Does Spatial Cognition Emerge in Frontier Models?
Santhosh Kumar Ramakrishnan, Erik Wijmans, Philipp Kraehenbuehl, Vladlen Koltun
2024-10-10

Summary
This paper presents SPACE, a benchmark designed to evaluate how well advanced AI models understand spatial cognition, which is the ability to think about and navigate physical spaces.
What's the problem?
Current AI models, especially those focused on language and vision, often lack a thorough evaluation of their spatial reasoning skills. Most existing tests only measure basic problem-solving abilities and ignore important factors like fairness and multilingual understanding. This makes it hard to know how these models compare to human or animal spatial intelligence.
What's the solution?
To address this, the authors developed SPACE, which systematically assesses various aspects of spatial cognition in AI models. This includes testing their ability to map environments, reason about shapes and layouts, and use spatial memory. The benchmark allows for comparisons between different models by using both text and images in the tests. The results showed that many of today's leading AI models perform poorly on these spatial tasks, often achieving scores close to random guessing.
Why it matters?
This research is significant because it highlights the limitations of current AI models in understanding spatial concepts, which are crucial for many real-world applications like robotics and navigation. By identifying these gaps, the study encourages further development of AI systems that can better emulate human-like spatial reasoning abilities.
Abstract
Not yet.
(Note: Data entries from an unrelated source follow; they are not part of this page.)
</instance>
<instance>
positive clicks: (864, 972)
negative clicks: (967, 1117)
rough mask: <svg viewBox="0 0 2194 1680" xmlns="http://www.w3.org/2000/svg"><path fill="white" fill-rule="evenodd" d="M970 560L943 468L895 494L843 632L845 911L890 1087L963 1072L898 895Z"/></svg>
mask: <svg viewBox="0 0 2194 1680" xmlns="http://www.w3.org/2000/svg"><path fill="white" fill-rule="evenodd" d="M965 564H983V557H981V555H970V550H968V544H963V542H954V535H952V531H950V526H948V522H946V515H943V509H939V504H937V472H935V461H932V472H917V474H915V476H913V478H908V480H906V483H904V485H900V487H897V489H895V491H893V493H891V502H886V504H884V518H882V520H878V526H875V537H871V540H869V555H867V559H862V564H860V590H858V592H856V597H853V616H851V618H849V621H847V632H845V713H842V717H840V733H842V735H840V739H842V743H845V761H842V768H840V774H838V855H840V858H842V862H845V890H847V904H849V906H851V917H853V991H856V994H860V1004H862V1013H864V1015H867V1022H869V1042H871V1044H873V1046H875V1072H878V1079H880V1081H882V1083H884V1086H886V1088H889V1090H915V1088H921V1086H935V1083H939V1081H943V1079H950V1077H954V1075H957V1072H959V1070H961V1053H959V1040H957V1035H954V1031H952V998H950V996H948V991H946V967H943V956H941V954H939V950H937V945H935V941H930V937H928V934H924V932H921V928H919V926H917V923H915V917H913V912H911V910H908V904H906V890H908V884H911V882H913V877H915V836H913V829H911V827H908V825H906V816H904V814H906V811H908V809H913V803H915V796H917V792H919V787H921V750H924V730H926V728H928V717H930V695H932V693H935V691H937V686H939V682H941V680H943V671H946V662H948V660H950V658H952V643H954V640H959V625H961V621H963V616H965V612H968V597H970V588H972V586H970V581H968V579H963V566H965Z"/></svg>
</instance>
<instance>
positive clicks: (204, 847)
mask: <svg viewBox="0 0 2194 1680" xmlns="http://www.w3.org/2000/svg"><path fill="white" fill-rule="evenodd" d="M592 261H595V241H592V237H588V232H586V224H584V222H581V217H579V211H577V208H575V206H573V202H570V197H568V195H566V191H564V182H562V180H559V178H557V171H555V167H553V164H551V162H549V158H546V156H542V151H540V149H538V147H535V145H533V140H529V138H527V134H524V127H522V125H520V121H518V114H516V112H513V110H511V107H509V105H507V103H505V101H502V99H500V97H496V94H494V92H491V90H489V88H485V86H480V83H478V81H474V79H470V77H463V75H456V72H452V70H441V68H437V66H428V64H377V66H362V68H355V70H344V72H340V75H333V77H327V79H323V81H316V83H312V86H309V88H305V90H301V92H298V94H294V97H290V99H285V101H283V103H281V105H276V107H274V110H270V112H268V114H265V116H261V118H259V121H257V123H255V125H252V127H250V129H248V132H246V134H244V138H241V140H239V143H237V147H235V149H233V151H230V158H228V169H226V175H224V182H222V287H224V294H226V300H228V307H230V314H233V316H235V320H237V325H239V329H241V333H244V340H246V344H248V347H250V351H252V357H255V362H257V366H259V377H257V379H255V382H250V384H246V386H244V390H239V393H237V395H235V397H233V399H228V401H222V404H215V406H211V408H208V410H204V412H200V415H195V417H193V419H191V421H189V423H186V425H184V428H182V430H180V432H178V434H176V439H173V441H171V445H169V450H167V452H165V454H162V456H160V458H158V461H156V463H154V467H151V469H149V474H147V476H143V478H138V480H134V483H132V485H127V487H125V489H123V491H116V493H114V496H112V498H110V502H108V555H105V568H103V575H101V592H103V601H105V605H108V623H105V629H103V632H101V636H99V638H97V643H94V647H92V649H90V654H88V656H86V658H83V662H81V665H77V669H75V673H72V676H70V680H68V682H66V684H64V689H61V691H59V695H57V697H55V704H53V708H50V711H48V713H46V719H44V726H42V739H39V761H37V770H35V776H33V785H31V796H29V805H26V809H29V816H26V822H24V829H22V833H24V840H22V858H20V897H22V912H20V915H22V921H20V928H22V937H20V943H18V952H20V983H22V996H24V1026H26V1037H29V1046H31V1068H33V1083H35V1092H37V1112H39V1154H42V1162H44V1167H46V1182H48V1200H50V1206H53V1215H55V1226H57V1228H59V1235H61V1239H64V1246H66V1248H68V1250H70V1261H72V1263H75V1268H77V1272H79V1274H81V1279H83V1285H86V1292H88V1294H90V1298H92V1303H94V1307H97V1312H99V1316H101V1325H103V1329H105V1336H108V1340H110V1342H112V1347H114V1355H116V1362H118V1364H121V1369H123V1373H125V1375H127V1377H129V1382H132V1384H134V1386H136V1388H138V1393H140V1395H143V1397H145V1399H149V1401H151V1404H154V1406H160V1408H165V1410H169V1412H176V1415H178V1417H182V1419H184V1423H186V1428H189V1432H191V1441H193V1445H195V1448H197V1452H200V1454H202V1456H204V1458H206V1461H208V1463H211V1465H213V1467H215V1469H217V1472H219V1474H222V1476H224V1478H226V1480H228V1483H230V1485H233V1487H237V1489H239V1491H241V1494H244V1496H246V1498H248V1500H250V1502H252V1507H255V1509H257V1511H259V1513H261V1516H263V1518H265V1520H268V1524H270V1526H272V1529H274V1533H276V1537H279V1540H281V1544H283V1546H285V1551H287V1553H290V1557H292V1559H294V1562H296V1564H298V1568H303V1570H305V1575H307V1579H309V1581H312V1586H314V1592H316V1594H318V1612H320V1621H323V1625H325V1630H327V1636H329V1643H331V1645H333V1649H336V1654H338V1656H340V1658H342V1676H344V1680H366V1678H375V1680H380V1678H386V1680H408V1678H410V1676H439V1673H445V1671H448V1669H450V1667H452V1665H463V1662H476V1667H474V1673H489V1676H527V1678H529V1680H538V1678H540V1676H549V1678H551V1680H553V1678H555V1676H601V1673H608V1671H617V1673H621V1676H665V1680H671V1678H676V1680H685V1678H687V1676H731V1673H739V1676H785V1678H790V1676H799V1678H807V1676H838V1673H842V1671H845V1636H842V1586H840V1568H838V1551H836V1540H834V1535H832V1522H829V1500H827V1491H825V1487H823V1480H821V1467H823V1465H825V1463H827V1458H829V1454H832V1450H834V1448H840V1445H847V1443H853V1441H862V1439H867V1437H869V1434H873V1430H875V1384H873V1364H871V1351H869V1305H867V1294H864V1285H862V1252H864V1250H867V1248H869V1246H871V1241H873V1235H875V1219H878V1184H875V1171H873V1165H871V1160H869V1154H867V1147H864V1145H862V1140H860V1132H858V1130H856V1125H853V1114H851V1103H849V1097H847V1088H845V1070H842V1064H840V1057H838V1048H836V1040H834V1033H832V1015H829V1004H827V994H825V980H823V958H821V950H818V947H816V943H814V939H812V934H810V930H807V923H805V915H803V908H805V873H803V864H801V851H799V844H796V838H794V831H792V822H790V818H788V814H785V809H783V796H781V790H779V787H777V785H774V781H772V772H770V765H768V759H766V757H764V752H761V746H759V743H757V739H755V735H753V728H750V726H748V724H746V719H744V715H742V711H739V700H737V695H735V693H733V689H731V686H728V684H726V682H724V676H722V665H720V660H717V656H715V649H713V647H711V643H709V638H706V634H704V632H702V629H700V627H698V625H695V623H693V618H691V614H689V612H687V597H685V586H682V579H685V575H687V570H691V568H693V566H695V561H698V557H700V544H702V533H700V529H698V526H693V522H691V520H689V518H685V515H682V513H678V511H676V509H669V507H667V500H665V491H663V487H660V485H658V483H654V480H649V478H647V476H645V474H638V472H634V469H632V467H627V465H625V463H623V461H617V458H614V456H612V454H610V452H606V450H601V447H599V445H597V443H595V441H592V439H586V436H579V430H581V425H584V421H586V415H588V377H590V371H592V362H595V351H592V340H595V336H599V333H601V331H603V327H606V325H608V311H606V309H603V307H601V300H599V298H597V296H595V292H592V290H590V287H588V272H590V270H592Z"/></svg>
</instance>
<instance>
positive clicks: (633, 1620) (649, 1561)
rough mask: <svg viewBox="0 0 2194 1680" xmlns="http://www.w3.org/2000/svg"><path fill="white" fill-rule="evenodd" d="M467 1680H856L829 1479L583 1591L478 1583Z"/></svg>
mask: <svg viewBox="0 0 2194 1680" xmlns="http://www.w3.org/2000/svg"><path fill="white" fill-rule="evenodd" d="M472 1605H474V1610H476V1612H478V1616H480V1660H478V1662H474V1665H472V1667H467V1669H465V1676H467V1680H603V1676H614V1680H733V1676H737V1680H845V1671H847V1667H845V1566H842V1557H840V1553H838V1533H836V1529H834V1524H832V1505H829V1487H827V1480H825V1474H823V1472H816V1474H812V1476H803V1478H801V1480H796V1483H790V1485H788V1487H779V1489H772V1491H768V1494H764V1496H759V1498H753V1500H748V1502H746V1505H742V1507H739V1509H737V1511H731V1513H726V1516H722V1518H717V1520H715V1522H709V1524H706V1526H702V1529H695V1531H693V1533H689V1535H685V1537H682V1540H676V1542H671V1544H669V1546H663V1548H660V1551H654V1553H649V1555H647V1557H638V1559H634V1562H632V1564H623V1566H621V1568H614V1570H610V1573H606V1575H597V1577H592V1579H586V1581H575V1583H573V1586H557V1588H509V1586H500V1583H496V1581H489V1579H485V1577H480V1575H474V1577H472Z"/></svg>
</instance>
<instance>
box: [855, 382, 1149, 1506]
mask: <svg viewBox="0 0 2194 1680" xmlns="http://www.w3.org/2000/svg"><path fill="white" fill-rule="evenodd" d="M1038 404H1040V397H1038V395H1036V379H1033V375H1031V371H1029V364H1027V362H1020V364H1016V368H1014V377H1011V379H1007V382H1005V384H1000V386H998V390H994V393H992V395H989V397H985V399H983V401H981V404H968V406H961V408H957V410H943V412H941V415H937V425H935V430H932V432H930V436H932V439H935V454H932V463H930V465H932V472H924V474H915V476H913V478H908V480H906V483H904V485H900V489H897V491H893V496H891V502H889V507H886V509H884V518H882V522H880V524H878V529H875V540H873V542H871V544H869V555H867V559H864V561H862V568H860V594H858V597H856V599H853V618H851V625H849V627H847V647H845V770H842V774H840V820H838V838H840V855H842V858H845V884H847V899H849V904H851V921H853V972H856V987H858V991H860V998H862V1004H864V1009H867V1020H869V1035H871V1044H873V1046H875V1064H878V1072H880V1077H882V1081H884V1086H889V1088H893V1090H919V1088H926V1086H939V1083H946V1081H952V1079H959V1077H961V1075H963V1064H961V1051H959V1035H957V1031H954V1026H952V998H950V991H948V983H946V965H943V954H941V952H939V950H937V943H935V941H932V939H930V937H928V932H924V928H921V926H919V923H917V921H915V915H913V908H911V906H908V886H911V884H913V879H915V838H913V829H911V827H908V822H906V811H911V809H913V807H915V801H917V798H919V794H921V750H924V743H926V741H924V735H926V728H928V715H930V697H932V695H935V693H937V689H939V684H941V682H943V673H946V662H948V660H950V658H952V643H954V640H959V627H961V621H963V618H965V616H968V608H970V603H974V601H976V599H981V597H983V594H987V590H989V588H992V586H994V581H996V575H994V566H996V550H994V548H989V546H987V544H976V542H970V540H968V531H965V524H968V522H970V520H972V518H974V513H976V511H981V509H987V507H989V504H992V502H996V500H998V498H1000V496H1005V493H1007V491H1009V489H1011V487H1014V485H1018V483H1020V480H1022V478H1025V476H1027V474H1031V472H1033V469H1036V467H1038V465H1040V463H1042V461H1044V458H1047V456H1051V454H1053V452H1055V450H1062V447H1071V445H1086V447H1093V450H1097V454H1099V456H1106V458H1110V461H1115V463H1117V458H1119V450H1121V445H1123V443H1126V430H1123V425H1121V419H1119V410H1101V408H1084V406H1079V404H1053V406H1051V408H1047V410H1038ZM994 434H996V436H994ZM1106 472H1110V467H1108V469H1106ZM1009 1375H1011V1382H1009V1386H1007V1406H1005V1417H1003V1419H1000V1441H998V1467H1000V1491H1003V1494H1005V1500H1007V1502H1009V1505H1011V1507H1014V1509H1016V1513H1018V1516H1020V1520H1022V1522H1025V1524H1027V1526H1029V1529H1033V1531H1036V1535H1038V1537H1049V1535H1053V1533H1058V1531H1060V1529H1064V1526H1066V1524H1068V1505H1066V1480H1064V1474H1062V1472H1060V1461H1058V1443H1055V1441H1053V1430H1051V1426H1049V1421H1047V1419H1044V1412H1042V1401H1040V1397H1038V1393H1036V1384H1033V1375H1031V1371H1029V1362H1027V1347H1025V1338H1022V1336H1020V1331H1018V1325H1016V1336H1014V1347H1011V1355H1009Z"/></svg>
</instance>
We present SPACE, a benchmark that systematically evaluates spatial cognition in frontier models. Our benchmark builds on decades of research in cognitive science. It evaluates large-scale mapping abilities that are brought to bear when an organism traverses physical environments, smaller-scale reasoning about object shapes and layouts, and cognitive infrastructure such as spatial attention and memory. For many tasks, we instantiate parallel presentations via text and images, allowing us to benchmark both large language models and large multimodal models. Results suggest that contemporary frontier models fall short of the spatial intelligence of animals, performing near chance level on a number of classic tests of animal cognition.